Nämlich eine schräge Mischung aus surrealen Elementen, knallharter Informatik ( ein Glitsch ist eine spezifische Art von Computerfehler) und einer stilistischen Raffinesse, die nach unserem ersten Eindruck eine leichte Seelenverwandschaft zu T. C. Boyle erahnen lässt. Ob gewollt oder ungewollt, sei mal dahingestellt.

Wir lesen die erste Seite an, dann eine weitere mittendrin und das Ende. Und ja. Das hat was. Wir wollen hier nicht spoilern, sondern erklären Glitsch einfach zu unserem vierten Lesetipp!

Meist ist es ja so, dass sich an der Peripherie der Ausstellungsflächen der Messehallen kleinere, exotischere oder sogar skurrilere Aussteller platziert sehen. An diesem hier konnten wir dann auch nicht unkommentiert vorübergehen. Die Edition Porsche (Porsche verlegt Bücher?

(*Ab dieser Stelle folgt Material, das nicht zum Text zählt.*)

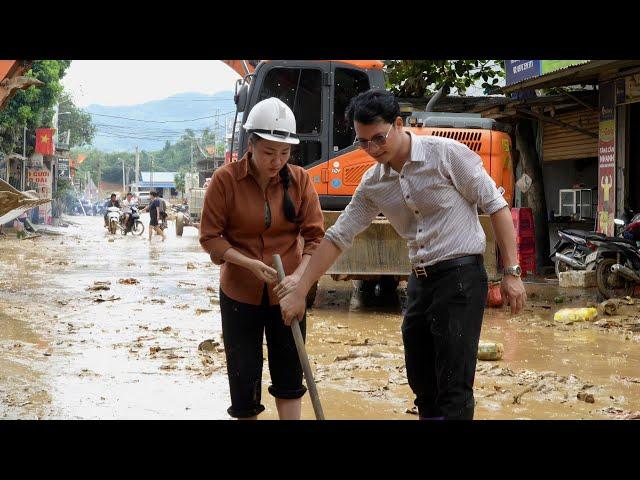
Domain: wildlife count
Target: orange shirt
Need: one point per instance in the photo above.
(233, 216)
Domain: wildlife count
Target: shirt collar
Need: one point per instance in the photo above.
(416, 154)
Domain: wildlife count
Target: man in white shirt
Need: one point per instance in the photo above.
(429, 188)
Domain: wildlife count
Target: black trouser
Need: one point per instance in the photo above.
(243, 329)
(441, 331)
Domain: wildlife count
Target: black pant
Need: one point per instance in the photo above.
(441, 331)
(243, 328)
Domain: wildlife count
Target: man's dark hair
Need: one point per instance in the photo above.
(373, 106)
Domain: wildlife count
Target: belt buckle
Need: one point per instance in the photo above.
(420, 272)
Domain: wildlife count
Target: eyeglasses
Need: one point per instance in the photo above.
(378, 140)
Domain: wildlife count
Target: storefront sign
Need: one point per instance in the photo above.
(41, 179)
(628, 89)
(607, 160)
(519, 70)
(63, 168)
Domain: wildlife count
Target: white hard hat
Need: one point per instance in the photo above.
(272, 119)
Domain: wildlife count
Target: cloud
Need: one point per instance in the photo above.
(130, 82)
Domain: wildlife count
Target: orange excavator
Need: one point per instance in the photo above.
(319, 92)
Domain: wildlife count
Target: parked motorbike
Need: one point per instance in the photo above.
(573, 249)
(618, 260)
(113, 219)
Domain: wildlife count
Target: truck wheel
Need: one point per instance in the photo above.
(179, 225)
(311, 296)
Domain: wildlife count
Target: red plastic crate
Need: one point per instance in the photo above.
(523, 221)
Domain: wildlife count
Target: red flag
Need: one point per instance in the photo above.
(44, 141)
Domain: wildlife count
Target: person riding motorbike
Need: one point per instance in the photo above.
(126, 210)
(112, 202)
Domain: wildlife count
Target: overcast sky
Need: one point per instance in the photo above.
(129, 82)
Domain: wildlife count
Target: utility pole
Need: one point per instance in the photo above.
(24, 161)
(124, 187)
(99, 180)
(191, 164)
(137, 171)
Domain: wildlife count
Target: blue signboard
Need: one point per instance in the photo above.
(519, 70)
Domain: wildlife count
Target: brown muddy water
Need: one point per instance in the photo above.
(71, 348)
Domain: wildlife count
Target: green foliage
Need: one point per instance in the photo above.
(32, 107)
(422, 78)
(78, 122)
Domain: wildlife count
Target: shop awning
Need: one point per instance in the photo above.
(590, 72)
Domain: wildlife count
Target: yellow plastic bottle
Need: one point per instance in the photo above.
(570, 315)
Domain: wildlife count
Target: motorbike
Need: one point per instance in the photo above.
(135, 226)
(113, 219)
(618, 260)
(573, 251)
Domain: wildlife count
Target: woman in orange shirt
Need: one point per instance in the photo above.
(253, 209)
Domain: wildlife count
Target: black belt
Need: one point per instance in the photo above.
(447, 265)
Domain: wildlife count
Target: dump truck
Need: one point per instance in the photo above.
(319, 92)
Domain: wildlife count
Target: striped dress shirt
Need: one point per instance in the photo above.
(432, 203)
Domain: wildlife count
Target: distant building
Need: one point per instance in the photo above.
(162, 182)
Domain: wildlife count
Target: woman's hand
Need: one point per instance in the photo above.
(286, 286)
(263, 272)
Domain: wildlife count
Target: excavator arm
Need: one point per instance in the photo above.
(12, 78)
(243, 67)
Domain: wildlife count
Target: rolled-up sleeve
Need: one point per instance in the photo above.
(214, 220)
(310, 214)
(470, 178)
(356, 217)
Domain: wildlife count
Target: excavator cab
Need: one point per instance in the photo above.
(318, 93)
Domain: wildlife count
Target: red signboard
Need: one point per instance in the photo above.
(44, 141)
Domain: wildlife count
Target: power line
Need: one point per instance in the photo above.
(159, 121)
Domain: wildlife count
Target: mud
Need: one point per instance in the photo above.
(151, 347)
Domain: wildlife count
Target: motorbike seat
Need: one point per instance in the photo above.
(620, 240)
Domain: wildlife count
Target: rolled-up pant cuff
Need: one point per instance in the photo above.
(246, 413)
(287, 394)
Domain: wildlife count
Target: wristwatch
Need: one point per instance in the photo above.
(514, 270)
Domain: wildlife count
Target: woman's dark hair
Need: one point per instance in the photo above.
(371, 106)
(285, 178)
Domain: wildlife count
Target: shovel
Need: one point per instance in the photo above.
(302, 353)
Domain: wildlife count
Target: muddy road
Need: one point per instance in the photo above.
(93, 327)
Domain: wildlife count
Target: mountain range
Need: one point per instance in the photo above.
(150, 125)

Klar, Bildbände, was sonst!) hatte den ultimativen Blickfang aufgefahren, einen Porsche 356 der erste Serie, direkt aus dem Porsche Museum. Versicherungswert vermutlich … nein, da wollen wir gar nicht drüber nachdenken. Jedenfalls ein schönes Stück Technikgeschichte. Und bevor jemand auf dumme Gedanken kommt: Nachts wird das Teil natürlich bewacht!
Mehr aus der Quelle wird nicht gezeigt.